But hold on, why is the *baseline* forecast smacked down 0.8 percentage points? It turns out that all Dallas Fed scenarios are calibrated against the CBO’s demographic projections. And the CBO’s was required to reflect the laws and policies in place in November 2024 when it made its projections. And so the Dallas Fed’s baseline ‘no change from here’ forecast is quite a shock versus CBO. In other words, the Dallas Fed is saying that damage to economic growth is already in the pipe.

Some caveats.

First, we’re talking about model outputs. Models can be fun, and are sometimes even useful. They are maybe the best tools we have to guess what will happen in the future.

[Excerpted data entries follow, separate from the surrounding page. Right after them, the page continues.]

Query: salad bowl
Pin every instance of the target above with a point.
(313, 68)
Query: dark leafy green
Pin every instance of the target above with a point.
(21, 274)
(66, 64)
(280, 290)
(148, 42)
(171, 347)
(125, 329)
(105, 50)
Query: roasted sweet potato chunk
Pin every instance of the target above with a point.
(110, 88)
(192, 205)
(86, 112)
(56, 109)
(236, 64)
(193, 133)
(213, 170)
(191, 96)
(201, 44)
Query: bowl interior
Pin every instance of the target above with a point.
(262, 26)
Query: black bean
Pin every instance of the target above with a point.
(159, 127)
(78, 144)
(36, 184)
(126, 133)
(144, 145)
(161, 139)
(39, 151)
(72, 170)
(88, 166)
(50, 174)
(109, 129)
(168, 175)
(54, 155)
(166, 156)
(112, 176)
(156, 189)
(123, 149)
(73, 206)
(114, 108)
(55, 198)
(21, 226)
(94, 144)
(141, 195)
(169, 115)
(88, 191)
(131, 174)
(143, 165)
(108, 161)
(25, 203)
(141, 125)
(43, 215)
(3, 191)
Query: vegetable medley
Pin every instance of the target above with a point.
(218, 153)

But it would be astonishing if a model turned out to capture perfectly everything going on in our messy world. So some caution is needed when looking at the results.

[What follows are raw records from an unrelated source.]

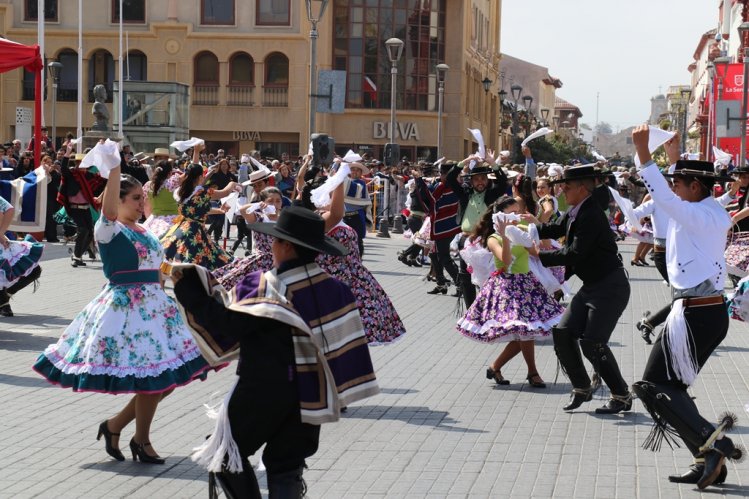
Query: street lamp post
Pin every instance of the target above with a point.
(54, 68)
(442, 70)
(313, 34)
(395, 49)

Second, the Dallas Fed model is trained on over seventy years of data. Models with lots of data tend to be better than those with sparse data, but the relationship between inputs and outputs may have changed radically over recent years — meaning that relationships established on ancient data may have little relevance to current times.

Third, we’ve no idea how successful Trump will be on his promise to deport millions. While he has secured crazy-high levels of funding for ICE — and ICE have not been sitting on their hands — Trump needs a big accelerations arrests and deportations to hit his targets. While reasonable people will differ on the likelihood of this, investment bank analysts who’ve looked closely at the question seem mostly sceptical that Trump will get there.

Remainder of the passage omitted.